由于年金产品和寿险产品的价格呈反方向变动,在固定利率条件下,寿险产品价格的下降部分能够对冲年金产品价格的上升部分,这在一定程度上可以弱化长寿风险对保险公司经营的影响。那么,与客观预期寿命相比,在主观预期寿命条件下,保险产品的对冲效果如何?主观预期寿命对不同年龄段的对冲效应有着怎样的影响?对冲作用后男性与女性所面临的长寿风险存在着怎样的差异?为解答这些问题,本文引入了对冲弹性,进一步分析在主观预期寿命条件下,保险产品组合对冲效应的动态演变规律。

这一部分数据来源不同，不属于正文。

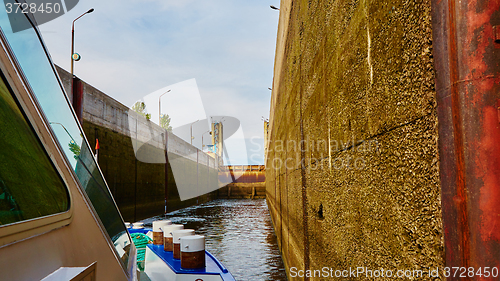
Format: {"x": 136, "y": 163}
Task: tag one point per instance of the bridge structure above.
{"x": 242, "y": 181}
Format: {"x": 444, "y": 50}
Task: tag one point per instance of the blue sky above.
{"x": 132, "y": 48}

▶图4 主观预期寿命与客观预期寿命条件下终身年金精算现值
▶图5 主观预期寿命与客观预期寿命条件下20年期两全保险精算现值
▶图6 主观预期寿命与客观预期寿命条件下20年期定期年金精算现值
▶图7 主观预期寿命与客观预期寿命条件下延期20年给付的递延寿险精算现值
▶图8 主观预期寿命与客观预期寿命条件下延期20年给付的递延年金精算现值
2.不同保险产品组合对冲效应的动态演变规律
图9 至图11 给出了在3.5%固定利率假设下,45—95 岁男性和女性分别在主观预期寿命与客观预期寿命条件下,于2015—2018 年参保的终身型、定期型和延期型寿险产品和年金产品组合价格的对冲弹性。

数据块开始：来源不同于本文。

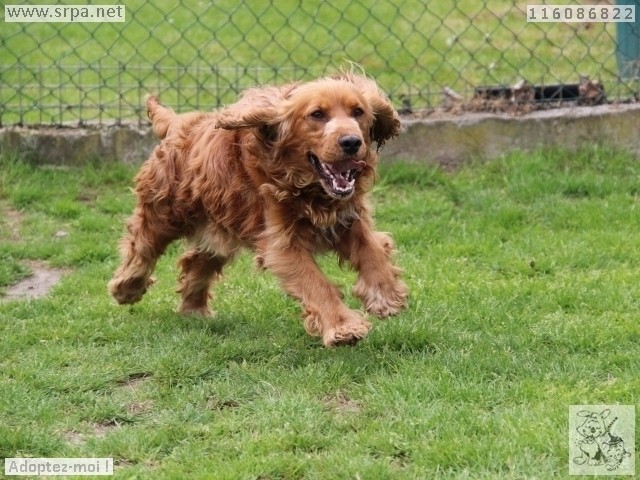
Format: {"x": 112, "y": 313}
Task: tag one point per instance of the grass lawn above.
{"x": 524, "y": 275}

由图9至图11可知:第一,整体而言,在主观预期寿命与客观预期寿命两种条件下,终身型和定期型保险产品组合的对冲弹性均为负值,这主要是因为这两个组合中寿险产品和年金产品的价格呈反方向变动;延期型保险产品组合的对冲弹性出现了部分正值,面临的长寿风险更加显著。第二,终身型和定期型保险产品组合的对冲弹性绝对值随着年龄的增加而减小,说明高年龄段人群面临的长寿风险更加严峻;对于延期型保险产品组合,在客观预期寿命条件下,对冲弹性为正值且随着年龄的增加而增大;而在主观预期寿命条件下,对冲弹性于50—65 岁出现部分正值且高于客观预期寿命条件下的对冲弹性,因此,要特别关注延期型保险产品组合中男性与女性面临的长寿风险。第三,在客观预期寿命条件下,女性的对冲弹性绝对值始终高于男性,
这是因为女性的实际死亡率始终低于男性;而在主观预期寿命条件下,由于女性和男性对于预期寿命的主观看法存在差异,不同年龄段的男性和女性的对冲效应不同。在主观预期寿命条件下,对于终身型和定期型保险产品组合而言,当年龄较低时,女性对冲弹性绝对值低于男性,但随着年龄的增长,女性对冲弹性绝对值逐渐超过男性。可以反映出低年龄段男性面临的长寿风险低于女性,而高年龄段男性与女性相比面临的长寿风险更高;对于延期型保险产品组合,低年龄段女性的对冲效果更加显著,而高年龄段女性的对冲效应整体上弱于男性,面临的长寿风险更加严峻。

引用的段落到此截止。